Les principes de la guerre totale
Olivier Le Cour Grandmaison dans son remarquable «Coloniser, exterminer: Sur la guerre et l'Etat colonial, Paris» (Fayard, 2005) avait montré que les principes du «TotalerKrieg» - de la guerre totale qui ne distingue pas les civils des combattants -avaient été mis en pratique dans les colonies et en Algérie en particulier...
De fait, la supériorité occidentale est réelle, elle se fonde sur l'avance technologique dans le domaine de l'armement. Dans «Exterminez toutes ces brutes» (Serpent à Plumes, 1999), l'écrivain suédois Sven Lindqvist a parfaitement montré de quelle façon le différentiel technologique, la mitrailleuse Maxim notamment, a été l'avantage décisif pour les Européens dans la conquête de l'Afrique. Comme les armes à feu et la cavalerie avait fait la différence aux Amériques. Lindqvist établit la filiation directe entre colonialisme et nazisme. Mais au-delà de l'industrialisation de la guerre, des armes à longue portée qui découplent le tireur de sa victime, c'est la rationalité de la mort de masse que Traverso met en évidence. Pour l'auteur, l'intervention des machines dans la mise à mort commence avec l'invention de la guillotine pour culminer dans les chambres à gaz des usines d'extermination. Le nazisme n'a rien inventé, il a puisé dans l'héritage intellectuel des «respectables» théoriciens racistes du pillage colonial et il a seulement perfectionné les méthodes utilisées auparavant. La poursuite des guerres coloniales après la chute du nazisme est l'expression achevée de la permanence du discours et des usages portés à leur paroxysme par les fascistes allemands.
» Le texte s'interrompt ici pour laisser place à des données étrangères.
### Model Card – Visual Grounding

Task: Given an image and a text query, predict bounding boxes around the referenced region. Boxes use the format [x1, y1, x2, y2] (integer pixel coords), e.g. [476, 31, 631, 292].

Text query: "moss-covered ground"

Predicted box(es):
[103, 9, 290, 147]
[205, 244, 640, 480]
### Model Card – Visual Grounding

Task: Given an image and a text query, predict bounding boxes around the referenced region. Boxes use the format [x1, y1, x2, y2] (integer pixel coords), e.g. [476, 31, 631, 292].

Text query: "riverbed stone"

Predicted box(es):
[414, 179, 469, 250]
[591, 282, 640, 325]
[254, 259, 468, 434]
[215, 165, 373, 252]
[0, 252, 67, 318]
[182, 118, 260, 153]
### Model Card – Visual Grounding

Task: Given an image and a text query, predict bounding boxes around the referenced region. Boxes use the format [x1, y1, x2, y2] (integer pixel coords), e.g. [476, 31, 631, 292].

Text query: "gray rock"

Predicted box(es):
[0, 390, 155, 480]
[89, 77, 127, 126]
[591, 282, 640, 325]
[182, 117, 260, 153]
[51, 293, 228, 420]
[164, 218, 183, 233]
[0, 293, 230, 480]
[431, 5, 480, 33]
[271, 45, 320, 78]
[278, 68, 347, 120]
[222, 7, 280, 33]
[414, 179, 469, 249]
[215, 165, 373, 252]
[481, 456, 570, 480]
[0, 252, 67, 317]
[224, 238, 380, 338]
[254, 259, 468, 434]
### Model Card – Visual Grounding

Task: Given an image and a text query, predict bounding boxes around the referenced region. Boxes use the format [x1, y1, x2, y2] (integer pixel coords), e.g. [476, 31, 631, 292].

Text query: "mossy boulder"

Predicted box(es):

Le ventre encore fécond de la bête immonde
Les massacres du 8 mai 1945, et ceux qui allaient suivre, la torture généralisée, procèdent des mêmes superstructures. Enzo Traverso montre, étayée par de nombreuses références et citations, la puissance du discours xénophobe qui imprègne encore aujourd'hui la pensée occidentale et l'orientation d'acteurs politiques de premier rang. Certes, les temps ont changé. Plus besoin de chemises brunes ou noires, ni de retraites aux flambeaux ou de svastikas. Les aspects les plus caricaturaux du nazisme ne sont plus que le seul fait de nostalgiques marginalisés. Le suprématisme moderne se manifeste autrement, avec d'autres mots et d'autres approches. Il n'est plus question de position sur l'échelle raciale. Mais de hiérarchie de systèmes de valeurs et donc de la supériorité «naturelle» de la civilisation occidentale. Comme le prévoyait justement le dramaturge allemand antinazi Berthold Brecht «le ventre de la bête est encore fécond»...
Note :
* Enzo Traverso: «La Violence nazie - une généalogie européenne» Ed. La Fabrique, 2002.
* Sven Lindqvist: «Exterminez toutes ces brutes» Ed. Serpent à Plumes, 1999.
·Olivier Le Cour Grandmaison: « Coloniser, exterminer : Sur la guerre et l'Etat colonial, Paris» Ed. Fayard, 2005.